SanomaWSOY will continue with its current strategic line. Market leadership, profitable growth, concentration on core competencies, and divestment of non-core assets will still be among the Group's focus areas. Hannu Syrjänen, President and COO of SanomaWSOY, introduced the Group's strategic focus areas and objectives for 2005-2007 at SanomaWSOY's fourth Capital Markets Day.

"Sanoma Magazines aims to gain the leading position in all its existing markets by 2006. One of its overall objectives is to be the third largest European Magazine Publisher within three to five years. Growth will be sought by executing successful launches in Sanoma Magazines' existing countries and by entering two or three new geographical areas. Opportunities for larger acquisitions will be considered as well," Syrjänen said.

According to Syrjänen, the newspaper division Sanoma will seek growth by developing existing and new products and, in particular, models for multichannel publishing. It will grow and expand by also widening its markets for free sheets, and by mergers and acquisitions. Acquisition targets will be monitored in other SanomaWSOY countries.

Rautakirja is also seeking expansion through organic growth and acquisitions. It will increase its share of international activities in the emerging Central European market and Russia; negotiations are in progress at the moment in Russia and Romania.
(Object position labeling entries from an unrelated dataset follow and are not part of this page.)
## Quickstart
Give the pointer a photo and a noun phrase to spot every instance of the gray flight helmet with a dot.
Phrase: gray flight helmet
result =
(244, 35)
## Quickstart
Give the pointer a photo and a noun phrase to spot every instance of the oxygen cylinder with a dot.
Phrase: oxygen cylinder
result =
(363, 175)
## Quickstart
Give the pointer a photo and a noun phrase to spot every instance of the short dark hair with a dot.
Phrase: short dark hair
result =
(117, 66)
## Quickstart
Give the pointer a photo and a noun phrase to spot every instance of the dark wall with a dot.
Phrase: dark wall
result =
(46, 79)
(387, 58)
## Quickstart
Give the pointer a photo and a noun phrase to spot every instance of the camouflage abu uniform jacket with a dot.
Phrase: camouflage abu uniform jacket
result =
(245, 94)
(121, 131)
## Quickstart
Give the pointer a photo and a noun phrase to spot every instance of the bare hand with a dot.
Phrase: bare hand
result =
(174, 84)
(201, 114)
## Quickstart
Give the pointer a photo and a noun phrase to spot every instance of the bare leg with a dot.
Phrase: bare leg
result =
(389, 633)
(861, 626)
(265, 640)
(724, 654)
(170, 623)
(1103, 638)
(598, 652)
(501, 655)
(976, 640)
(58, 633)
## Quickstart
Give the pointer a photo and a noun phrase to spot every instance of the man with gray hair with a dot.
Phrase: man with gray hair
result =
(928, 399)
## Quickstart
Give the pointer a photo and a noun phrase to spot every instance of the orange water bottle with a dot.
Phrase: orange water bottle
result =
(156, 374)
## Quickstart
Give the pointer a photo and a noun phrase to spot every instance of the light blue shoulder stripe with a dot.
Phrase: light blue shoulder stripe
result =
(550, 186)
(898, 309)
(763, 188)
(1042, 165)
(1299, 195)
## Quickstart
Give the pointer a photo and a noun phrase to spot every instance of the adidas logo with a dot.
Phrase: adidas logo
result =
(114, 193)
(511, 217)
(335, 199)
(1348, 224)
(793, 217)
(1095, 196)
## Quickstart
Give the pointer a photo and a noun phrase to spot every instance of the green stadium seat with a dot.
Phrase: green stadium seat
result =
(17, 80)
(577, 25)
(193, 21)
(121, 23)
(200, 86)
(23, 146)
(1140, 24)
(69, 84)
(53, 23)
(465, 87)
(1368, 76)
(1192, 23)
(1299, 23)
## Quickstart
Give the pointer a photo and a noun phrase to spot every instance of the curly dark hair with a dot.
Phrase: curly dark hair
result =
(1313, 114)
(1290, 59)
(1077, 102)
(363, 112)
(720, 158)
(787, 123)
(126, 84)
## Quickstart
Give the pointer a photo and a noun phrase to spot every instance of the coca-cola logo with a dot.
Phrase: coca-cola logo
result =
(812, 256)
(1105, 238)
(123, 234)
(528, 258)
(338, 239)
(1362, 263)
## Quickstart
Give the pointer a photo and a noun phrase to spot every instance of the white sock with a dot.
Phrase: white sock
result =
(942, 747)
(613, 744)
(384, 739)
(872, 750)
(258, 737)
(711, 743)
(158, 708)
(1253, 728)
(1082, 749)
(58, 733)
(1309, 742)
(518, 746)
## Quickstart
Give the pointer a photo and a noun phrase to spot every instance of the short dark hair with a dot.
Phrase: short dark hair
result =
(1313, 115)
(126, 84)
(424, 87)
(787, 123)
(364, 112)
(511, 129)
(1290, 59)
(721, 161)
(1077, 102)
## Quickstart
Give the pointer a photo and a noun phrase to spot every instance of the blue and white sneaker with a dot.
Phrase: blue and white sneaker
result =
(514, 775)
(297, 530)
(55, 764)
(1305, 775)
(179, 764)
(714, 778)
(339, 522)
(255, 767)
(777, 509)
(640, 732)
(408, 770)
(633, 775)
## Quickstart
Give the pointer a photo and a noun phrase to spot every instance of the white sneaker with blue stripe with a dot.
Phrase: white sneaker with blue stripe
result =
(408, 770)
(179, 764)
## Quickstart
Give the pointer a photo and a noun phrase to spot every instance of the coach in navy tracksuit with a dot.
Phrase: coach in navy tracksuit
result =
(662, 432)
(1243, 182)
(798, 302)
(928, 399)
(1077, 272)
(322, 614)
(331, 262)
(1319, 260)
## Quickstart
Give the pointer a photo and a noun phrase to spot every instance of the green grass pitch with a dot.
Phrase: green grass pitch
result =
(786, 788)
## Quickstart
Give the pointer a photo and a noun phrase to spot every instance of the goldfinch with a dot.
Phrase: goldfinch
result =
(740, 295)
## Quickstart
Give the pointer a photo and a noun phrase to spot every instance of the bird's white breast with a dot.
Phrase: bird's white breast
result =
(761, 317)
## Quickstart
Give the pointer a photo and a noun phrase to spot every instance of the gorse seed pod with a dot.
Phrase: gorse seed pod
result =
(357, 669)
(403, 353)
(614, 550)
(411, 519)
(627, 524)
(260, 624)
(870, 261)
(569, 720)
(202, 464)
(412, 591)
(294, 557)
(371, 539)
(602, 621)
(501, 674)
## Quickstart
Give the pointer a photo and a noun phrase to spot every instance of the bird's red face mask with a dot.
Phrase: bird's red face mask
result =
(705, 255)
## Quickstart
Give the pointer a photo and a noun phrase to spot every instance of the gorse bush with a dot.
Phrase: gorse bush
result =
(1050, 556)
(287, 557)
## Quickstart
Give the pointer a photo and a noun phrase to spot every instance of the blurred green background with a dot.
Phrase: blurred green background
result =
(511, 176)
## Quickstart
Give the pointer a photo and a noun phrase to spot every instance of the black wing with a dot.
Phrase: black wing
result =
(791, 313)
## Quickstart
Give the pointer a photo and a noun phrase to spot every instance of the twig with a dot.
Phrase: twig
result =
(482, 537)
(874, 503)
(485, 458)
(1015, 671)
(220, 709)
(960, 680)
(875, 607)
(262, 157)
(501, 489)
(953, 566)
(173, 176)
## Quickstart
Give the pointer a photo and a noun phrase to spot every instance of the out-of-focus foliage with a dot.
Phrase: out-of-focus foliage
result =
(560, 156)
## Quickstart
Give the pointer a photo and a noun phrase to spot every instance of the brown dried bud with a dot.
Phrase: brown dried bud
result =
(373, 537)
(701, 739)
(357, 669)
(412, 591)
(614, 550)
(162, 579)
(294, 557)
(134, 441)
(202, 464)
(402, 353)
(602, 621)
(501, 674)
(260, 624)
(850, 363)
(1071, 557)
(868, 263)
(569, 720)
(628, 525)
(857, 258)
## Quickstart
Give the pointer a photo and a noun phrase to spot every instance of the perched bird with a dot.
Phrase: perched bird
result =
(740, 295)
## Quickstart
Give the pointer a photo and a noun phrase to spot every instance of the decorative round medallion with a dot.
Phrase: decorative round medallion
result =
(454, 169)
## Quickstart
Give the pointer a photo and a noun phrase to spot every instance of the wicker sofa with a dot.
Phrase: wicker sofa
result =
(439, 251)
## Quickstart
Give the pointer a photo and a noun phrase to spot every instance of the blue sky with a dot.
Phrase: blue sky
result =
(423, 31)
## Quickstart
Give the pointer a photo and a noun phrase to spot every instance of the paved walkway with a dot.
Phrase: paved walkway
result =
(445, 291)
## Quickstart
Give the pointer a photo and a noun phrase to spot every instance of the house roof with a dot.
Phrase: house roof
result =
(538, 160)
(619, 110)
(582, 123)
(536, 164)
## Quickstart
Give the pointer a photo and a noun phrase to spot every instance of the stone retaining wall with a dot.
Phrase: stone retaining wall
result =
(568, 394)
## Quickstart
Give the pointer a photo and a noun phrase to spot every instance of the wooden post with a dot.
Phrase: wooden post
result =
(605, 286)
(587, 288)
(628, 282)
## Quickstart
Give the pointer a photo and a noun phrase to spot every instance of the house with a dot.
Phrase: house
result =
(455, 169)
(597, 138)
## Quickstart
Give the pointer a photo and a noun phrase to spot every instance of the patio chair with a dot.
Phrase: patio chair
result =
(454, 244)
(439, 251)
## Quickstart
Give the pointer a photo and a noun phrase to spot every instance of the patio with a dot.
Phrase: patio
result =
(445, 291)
Educational materials, eLearning and business training are examples of the key growth areas of the book publisher WSOY. The electronic media division SWelcom's Nelonen is a strong challenger to Finnish commercial TV. According to Syrjänen, the initial market share target of 30% should soon be increased. The division's growth in net sales will be achieved through strong organic growth in the existing core businesses: TV advertising, cable TV services and broadband internet.

Key figures were clarified

Matti Salmi, CFO of SanomaWSOY, clarified SanomaWSOY's key figures and the effects of the changes in accounting principles on the Group's reporting.

SanomaWSOY will start reporting according to IFRS standards in 2005. The Group's EBIT will increase as goodwill is no longer amortised according to plan.

Increase in annual pension expenses, and increased personnel expenses due to the new accounting treatment of SanomaWSOY warrants to the management will increase the Group's expenses.

"Rough P&L impact is currently estimated to be a one-digit number, but it still is subject to changes," Salmi stated.

More than 40 analysts attended SanomaWSOY's Capital Markets Day in Helsinki. English-language recordings of the seminar and the slides presented during the day (in English and in Finnish) will be published at www.sanomawsoy.fi on Tuesday, 8 June.